Sergey Ponomarev para The New York Times
Sergey Ponomarev para The New York Times

Sistema de segurança russo usa flores para aliciar informantes

Depois de protestos, o Kremlin está à procura de novas pessoas que possam desempenhar esse papel

Andrew Higgins, The New York Times

28 Setembro 2018 | 10h00

MOSCOU - O imenso aparato de segurança da Rússia frequentemente exibe o seu poderio por meio de ações brutais: gordos policiais em uniforme anti-motim espancando manifestantes, ou misteriosos brutamontes que atacam e por vezes matam políticos e jornalistas da oposição.

Entretanto, foi com um rosto mais bondoso, mais insidioso do sistema, que, no início de agosto, um cavalheiro polido, sorridente, bem vestido, com um ramalhete de flores na mão, bateu inesperadamente à porta do apartamento de Nataliya Gryaznevich, em Moscou.

O homem, que se apresentou apenas como “Andrei”, disse a Nataliya, 29 anos, membro de um grupo pró-democracia chamado Rússia Aberta, que gostaria de convidá-la para um café e para uma conversa amigável. “Parece que você gosta mesmo de café”, ele disse, sugerindo que sabia outras coisas a respeito dela.

“Ele se comportou como um velho amigo de quem eu não lembrava”, contou Nataliya. Embora de início ela ficasse espantada, compreendeu o que estava acontecendo quando se encontraram, e ele tentou interessá-la com perguntas sobre as suas viagens ao exterior e seus contatos estrangeiros. Então, ela se deu conta de que “Andrei” estava tentando recrutá-la como informante.

“Você poderá ir longe com a gente ao seu lado”, ele afirmou. O relato de Nataliya a respeito da tentativa de recrutamento abre uma janela sobre um dos aspectos mais secretos do sistema de segurança da Rússia.

Os informantes basicamente trabalham como espiões para o Estado russo.
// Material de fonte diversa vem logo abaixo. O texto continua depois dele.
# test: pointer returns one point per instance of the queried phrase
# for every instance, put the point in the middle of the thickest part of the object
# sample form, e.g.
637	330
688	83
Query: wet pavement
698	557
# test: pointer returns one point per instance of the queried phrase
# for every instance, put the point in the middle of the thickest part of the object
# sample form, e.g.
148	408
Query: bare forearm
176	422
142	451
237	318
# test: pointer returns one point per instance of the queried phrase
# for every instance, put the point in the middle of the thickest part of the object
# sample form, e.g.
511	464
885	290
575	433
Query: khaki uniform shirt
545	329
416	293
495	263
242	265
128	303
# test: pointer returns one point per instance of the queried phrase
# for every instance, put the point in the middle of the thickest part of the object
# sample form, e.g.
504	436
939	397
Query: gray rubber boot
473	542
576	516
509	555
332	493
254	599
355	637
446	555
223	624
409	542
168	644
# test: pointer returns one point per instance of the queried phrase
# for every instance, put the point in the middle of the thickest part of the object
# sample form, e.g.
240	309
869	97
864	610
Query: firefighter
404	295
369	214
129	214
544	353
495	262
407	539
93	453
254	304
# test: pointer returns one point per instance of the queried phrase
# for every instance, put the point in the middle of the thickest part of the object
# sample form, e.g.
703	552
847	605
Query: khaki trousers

Hoje, não são onipresentes na Rússia como costumavam ser na Alemanha Oriental ou na União Soviética, onde milhões de pessoas acabaram entregando amigos e colegas.
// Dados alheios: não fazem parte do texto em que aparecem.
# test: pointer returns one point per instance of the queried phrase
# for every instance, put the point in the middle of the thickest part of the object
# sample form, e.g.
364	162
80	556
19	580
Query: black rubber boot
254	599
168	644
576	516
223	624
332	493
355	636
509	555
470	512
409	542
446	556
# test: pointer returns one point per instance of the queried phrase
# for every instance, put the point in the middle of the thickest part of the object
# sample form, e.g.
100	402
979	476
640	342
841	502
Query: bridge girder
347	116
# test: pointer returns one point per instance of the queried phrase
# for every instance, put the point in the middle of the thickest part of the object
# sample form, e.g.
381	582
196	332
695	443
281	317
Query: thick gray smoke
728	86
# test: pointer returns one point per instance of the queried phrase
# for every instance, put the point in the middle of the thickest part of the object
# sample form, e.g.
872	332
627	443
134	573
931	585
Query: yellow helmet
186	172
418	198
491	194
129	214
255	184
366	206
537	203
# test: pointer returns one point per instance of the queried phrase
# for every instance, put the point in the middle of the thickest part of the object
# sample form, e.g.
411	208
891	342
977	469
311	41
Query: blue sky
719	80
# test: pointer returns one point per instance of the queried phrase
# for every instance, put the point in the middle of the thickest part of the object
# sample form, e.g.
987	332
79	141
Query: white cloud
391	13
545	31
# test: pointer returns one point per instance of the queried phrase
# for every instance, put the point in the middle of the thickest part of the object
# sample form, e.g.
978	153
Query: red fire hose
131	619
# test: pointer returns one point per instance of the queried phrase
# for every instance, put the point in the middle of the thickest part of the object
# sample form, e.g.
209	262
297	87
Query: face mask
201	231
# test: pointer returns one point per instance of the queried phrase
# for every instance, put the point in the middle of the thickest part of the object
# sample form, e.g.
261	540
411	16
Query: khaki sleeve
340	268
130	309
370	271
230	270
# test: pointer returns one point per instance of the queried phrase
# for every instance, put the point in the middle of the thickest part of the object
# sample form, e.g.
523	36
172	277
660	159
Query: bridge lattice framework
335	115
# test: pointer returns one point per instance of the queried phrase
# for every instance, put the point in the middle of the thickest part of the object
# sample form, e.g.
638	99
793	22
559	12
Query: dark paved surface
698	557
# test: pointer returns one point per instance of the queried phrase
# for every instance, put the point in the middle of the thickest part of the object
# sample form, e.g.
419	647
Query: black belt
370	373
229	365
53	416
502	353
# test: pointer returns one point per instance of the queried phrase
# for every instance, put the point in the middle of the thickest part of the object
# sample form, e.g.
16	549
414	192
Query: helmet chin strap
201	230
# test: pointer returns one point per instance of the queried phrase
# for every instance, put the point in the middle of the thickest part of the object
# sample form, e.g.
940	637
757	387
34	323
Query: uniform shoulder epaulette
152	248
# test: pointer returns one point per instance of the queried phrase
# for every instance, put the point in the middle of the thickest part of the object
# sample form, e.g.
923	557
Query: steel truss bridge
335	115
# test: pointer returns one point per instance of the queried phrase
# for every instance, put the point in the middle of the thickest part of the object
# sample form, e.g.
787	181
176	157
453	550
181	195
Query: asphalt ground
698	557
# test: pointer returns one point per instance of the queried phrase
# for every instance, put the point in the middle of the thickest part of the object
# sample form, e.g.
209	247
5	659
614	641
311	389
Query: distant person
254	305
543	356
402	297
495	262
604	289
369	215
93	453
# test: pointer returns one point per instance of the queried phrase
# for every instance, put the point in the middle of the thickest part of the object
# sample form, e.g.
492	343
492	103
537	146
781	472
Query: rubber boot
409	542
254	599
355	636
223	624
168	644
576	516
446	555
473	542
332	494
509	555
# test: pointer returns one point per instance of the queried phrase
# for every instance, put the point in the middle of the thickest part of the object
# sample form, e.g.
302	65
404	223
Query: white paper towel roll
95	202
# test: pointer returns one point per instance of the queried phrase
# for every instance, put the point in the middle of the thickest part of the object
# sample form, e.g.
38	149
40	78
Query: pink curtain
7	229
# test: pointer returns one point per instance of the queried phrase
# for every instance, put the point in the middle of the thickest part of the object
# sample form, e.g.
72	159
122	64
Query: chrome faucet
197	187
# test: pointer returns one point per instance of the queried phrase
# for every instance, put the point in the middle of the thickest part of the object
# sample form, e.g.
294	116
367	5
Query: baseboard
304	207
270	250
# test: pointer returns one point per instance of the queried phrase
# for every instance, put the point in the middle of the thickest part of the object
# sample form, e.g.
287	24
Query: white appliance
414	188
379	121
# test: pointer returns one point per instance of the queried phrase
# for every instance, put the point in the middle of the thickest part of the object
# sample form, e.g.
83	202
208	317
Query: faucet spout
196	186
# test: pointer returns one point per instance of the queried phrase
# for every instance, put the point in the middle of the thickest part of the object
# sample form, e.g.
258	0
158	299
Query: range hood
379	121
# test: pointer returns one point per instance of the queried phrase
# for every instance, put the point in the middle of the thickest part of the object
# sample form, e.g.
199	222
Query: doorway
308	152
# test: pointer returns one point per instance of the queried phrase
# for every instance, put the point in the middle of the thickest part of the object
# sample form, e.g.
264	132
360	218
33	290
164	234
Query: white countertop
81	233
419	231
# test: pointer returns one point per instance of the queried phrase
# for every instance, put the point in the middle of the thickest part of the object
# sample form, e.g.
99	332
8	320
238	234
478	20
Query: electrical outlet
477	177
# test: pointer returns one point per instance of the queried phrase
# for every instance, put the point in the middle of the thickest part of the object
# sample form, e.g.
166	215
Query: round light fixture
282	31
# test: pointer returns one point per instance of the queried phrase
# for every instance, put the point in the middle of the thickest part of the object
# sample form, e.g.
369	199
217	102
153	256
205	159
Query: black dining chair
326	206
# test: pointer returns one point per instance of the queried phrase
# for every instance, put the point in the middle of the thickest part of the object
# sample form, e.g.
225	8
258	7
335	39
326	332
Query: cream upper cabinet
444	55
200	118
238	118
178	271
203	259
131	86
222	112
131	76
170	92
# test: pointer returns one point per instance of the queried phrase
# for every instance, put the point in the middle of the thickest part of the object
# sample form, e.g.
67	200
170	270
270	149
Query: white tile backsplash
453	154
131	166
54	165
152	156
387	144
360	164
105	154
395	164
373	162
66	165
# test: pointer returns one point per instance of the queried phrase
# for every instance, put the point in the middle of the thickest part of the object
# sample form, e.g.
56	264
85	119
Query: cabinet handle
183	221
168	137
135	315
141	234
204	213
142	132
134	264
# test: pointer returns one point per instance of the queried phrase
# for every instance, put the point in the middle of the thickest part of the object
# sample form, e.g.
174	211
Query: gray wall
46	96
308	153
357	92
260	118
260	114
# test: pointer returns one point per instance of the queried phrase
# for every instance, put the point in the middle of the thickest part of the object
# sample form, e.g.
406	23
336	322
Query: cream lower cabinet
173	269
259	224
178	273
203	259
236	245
Mas depois que foi banida, no início dos anos 90, a prática de atrair cidadãos russos para informarem a respeito das atividades de colegas aparentemente aumentou.

As autoridades procuram persistentemente notícias sobre a oposição interna desde que as manifestações contra o governo eclodiram no inverno de 2011 e maio de 2017.

Viktor Voronkov, diretor do Centro da Pesquisa Social Independente de São Petersburgo, falou ao jornal russo “Novaya Gazeta”, no início deste ano, que quatro membros de sua equipe comentaram com ele que haviam sido abordados pelo Serviço Federal de Segurança, o sucessor da KGB.

“É raro que pessoas relatem tais coisas”, ele disse, acrescentando que muitos dos que são contatados são convidados a assinar um termo de confidencialidade.

Irritada, mas também intrigada quanto aos motivos e à identidade do estranho que apareceu à sua porta, Nataliya concordou em encontrá-lo.

Ela regressara recentemente da cidade de Vladivostok, no leste da Rússia, depois de passar uma noite numa cela da delegacia de polícia por ajudar a organizar uma conferência, patrocinada na cidade pela organização Rússia Aberta. No café, “Andrei” deixou claro que sabia perfeitamente dos problemas dela com a polícia.

O homem ofereceu-se para ajudá-la nas suas questões legais, desde que ela retribuísse. A proposta dele era a seguinte: Se Nataliya concordasse em fornecer informações, não precisaria mais se preocupar com a polícia.

A única vez em que ele abandonou seu jeito polido foi depois que ela declinou as ofertas. E, mesmo então, não recorreu a ameaças abertas. “Obviamente não era a primeira vez que ele fazia esse tipo de coisa”, observou Nataliya.